THERMOCOOL SMARTTOUCH SF produced the highest maximum tissue temperature (62.7 ± 12.5°C) compared to TactiCath, Qmode, and Qmode+ (p=0.005) in a porcine model.
Do different high-power short-duration ablation catheters and settings affect tissue temperature and lesion characteristics in a porcine model?

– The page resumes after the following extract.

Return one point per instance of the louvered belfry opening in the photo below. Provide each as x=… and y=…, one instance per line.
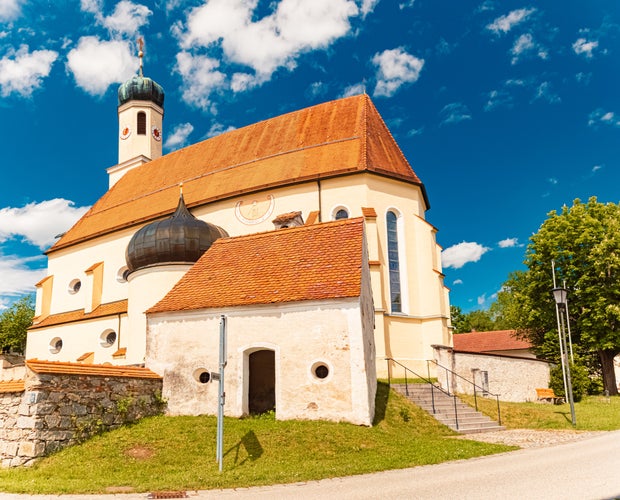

Distinct tissue temperature patterns during HPSD and vHPSD ablations with different catheters affect lesion effectiveness and collateral damage, with Qmode+ showing the least deep esophageal adventitia injury.
p-value: p=0.005
Abstract Introduction High‐power short‐duration (HPSD) ablation at 50 W, guided by ablation index (AI) or lesion size index (LSI), and a 90 W/4 s very HSPD (vHPSD) setting are available for atrial fibrillation (AF) treatment. Yet, tissue temperatures during ablation with different catheters around venoatrial junction and collateral tissues remain unclear. Methods In this porcine study, we surgically implanted thermocouples on the epicardium near the superior vena cava (SVC), right pulmonary vein, and esophagus close to the inferior vena cava. We then compared tissue temperatures during 50W‐HPSD guided by AI 400 or LSI 5.0, and 90 W/4 s‐vHPSD ablation using THERMOCOOL SMARTTOUCH SF (STSF), TactiCath ablation catheter, sensor enabled (TacthCath), and QDOT MICRO (Qmode and Qmode+ settings) catheters. Results STSF produced the highest maximum tissue temperature (T max ), followed by TactiCath, and QDOT MICRO in Qmode and Qmode+ (62.7 ± 12.5°C, 58.0 ± 10.1°C, 50.0 ± 12.1°C, and 49.2 ± 8.4°C, respectively; p = .005), achieving effective transmural lesions. Time to lethal tissue temperature ≥50°C (t−T ≥ 50°C) was fastest in Qmode+, followed by TacthCath, STSF, and Qmode (4.3 ± 2.5, 6.4 ± 1.9, 7.1 ± 2.8, and 7.7 ± 3.1 s, respectively; p < .001). The catheter tip‐to‐thermocouple distance for lethal temperature (indicating lesion depth) from receiver operating characteristic curve analysis was deepest in STSF at 5.2 mm, followed by Qmode at 4.3 mm, Qmode+ at 3.1 mm, and TactiCath at 2.8 mm. Ablation at the SVC near the phrenic nerve led to sudden injury at t−T ≥ 50°C in all four settings. The esophageal adventitia injury was least deep with Qmode+ ablation (0.4 ± 0.1 vs. 0.8 ± 0.4 mm for Qmode, 0.9 ± 0.3 mm for TactiCath, and 1.1 ± 0.5 mm for STSF, respectively; p = .005), correlating with T max . Conclusion This study revealed distinct tissue temperature patterns during HSPD and vHPSD ablations with the three catheters, affecting lesion effectiveness and collateral damage based on T max and/or t−T ≥ 50°C. These findings provide key insights into the safety and efficacy of AF ablation with these four settings.
Otsuka et al. (Thu,) conducted a other in Atrial fibrillation. THERMOCOOL SMARTTOUCH SF, TactiCath, and QDOT MICRO catheters was evaluated on Maximum tissue temperature (T max) (p=0.005). THERMOCOOL SMARTTOUCH SF produced the highest maximum tissue temperature (62.7 ± 12.5°C) compared to TactiCath, Qmode, and Qmode+ (p=0.005) in a porcine model.